Die schwierigsten Fälle sind die NEETS, Menschen, die nicht beschäftigt, aber auch nicht in irgendeiner Form von Ausbildung sind ("Not in Employment, Education or Training"). Im Mai 2014 waren 7,5 Millionen junge Europäer NEETS - von insgesamt 57,5 Millionen jungen Menschen zwischen 15 und 24 Jahre.
"Viele junge Leute sind so weit vom Arbeitsmarkt oder von einer Ausbildung entfernt, dass unsere erste Aufgabe sein muss, die Kommunikation mit ihnen zu etablieren", sagt eine Sprecherin des französischen Arbeitsministeriums. EU-Politiker machen sich Sorgen über eine "verlorene Generation", und reagieren deshalb mit einer Reihe von Programmen, die die Beschäftigungschancen der Jugendlichen verbessern sollen. Aber Fortschritte bei ihrer Umsetzung werden nur langsam erzielt.
Ist die Jugendgarantie der EU erreichbar?

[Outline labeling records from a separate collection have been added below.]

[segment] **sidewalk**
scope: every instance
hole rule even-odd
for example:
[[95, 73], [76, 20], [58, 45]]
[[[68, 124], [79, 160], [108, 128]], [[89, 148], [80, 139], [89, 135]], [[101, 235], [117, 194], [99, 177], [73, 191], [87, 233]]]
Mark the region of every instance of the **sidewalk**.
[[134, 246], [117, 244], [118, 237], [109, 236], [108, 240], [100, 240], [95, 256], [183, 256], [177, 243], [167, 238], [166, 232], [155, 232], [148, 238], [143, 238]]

Im April 2013 einigten sich die Staats- und Regierungschefs der EU auf einem Gipfeltreffen in Brüssel auf eine sogenannte Jugendgarantie. Das war ein ambitioniertes Versprechen: Jedem EU-Bürger, der jünger als 25 ist, soll eine qualitativ gute Arbeit oder ein Ausbildungsplatz angeboten werden - und zwar innerhalb von vier Monaten, nachdem er die Schule verlassen hat oder arbeitslos geworden ist. Kurz darauf wurden der Europäischen Kommission sechs Milliarden Euro für das Programm zur Verfügung gestellt.
Max Uebe vom Jugendarbeitsressort bei der Kommission sagt im Interview mit der DW, dass es leicht sei, eine Menge Geld für Scheinlösungen wie Lohnzuschüsse auszugeben. Solche Maßnahmen trügen jedoch wenig oder gar nichts zur langfristigen Beschäftigung bei.
Um die Beschäftigung nachhaltig zu steigern, habe sein Team mit den Mitgliedsstaaten zusammen an nationalen Umsatzprogramme gearbeitet, sagt Uebe. "Es geht darum, gut durchdachte YEI (Youth Employment Initiative)-Programme zu entwickeln."
Es sei nicht realistisch, das Problem der Jugendarbeitslosigkeit zu lösen, ohne zugleich die in manchen EU-Ländern sehr hohe allgemeine Arbeitslosigkeit stark zu verringern, so Uebe weiter.
Praxisnäher ausbilden
Karl Brenke, Ökonom am Deutschen Institut für Wirtschaftsforschung in Berlin (DIW), fordert, die Bildung und Ausbildung junger Menschen in vielen europäischen Ländern praktischer und beschäftigungsrelevanter zu gestalten.
"Das erfordert meist tiefgreifende Reformen des jeweiligen beruflichen Bildungssystems" sagt Brenke. So müssten Institutionen eingerichtet werden, die Ausbildungsgänge entwerfen, und solche, die die Qualität der Berufsausbildung überwachen und gewährleisten. "Da betriebsnahe Ausbildung oft die beste Form ist, müssen die Betriebe Ausbildungskapazitäten schaffen. All das ist mit hohen Kosten insbesondere in der Startphase verbunden." Mittel aus der Initiative Jugendgarantie könnten als Anschubfinanzierung genutzt werden, und den arbeitslosen Akademikern sollten praxisnahe Kurse angeboten werden, so seine Vorschläge.
Bis Ende November 2014 waren ein Viertel der sechs Milliarden Euro bereits im Rahmen der nationalen YEI-Programme von der Kommission genehmigt worden. Bis Ende des Jahres sollen es etwa 85 Prozent werden, sagt Uebe von der EU-Kommission.